Only six similar archaic vessels, or ying, are known to exist. This example, discovered in a Kent seaside bungalow, has previously unrecorded decoration.

Dating from the period 1027-771BC (the pottery core of the handle and one foot have been subjected to a thermo-luminescence test in Oxford), the vessel has been christened ‘the tiger ying’ – a reference to the auspicious felines that adorn the spout and cover.

It had been found in a Kent seaside bungalow by London dealer Alastair Gibson, who is also the Canterbury saleroom’s Asian art consultant, together with three Qing bronzes and an archive of letters and photographs relating the military history of the Evans family of Monmouthshire.

Surviving letters from its erstwhile owner, Royal Marines Captain Harry Lewis Evans (1831-83), give a vivid account of the Second Opium War including details of the infamous looting of the Yuanming Yuan, or Old Summer Palace.
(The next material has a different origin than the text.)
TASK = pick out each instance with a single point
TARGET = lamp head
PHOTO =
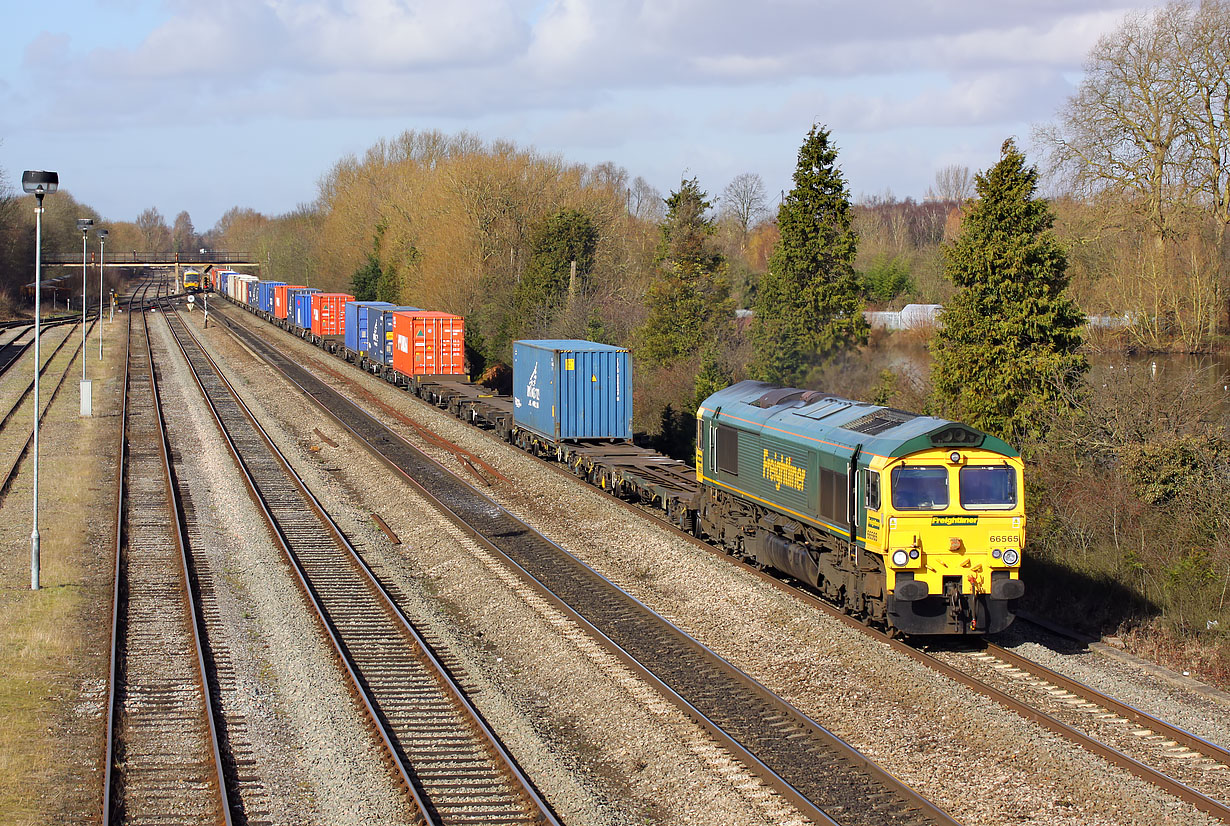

Despite the long provenance, the sale was predictably challenged by China’s cultural heritage department.

It said the bronze ying was an “illegally discharged cultural relic” and asked for it to be returned.

The three other bronzes in the sale took an extra £33,000. An archaistic bronze wine vessel in the Shang dynasty style (1600- 1046BC) sold for £14,000, while two late 17th or early 18th century bronze Qing ‘elephant’ censers sold for £10,000 and £9000.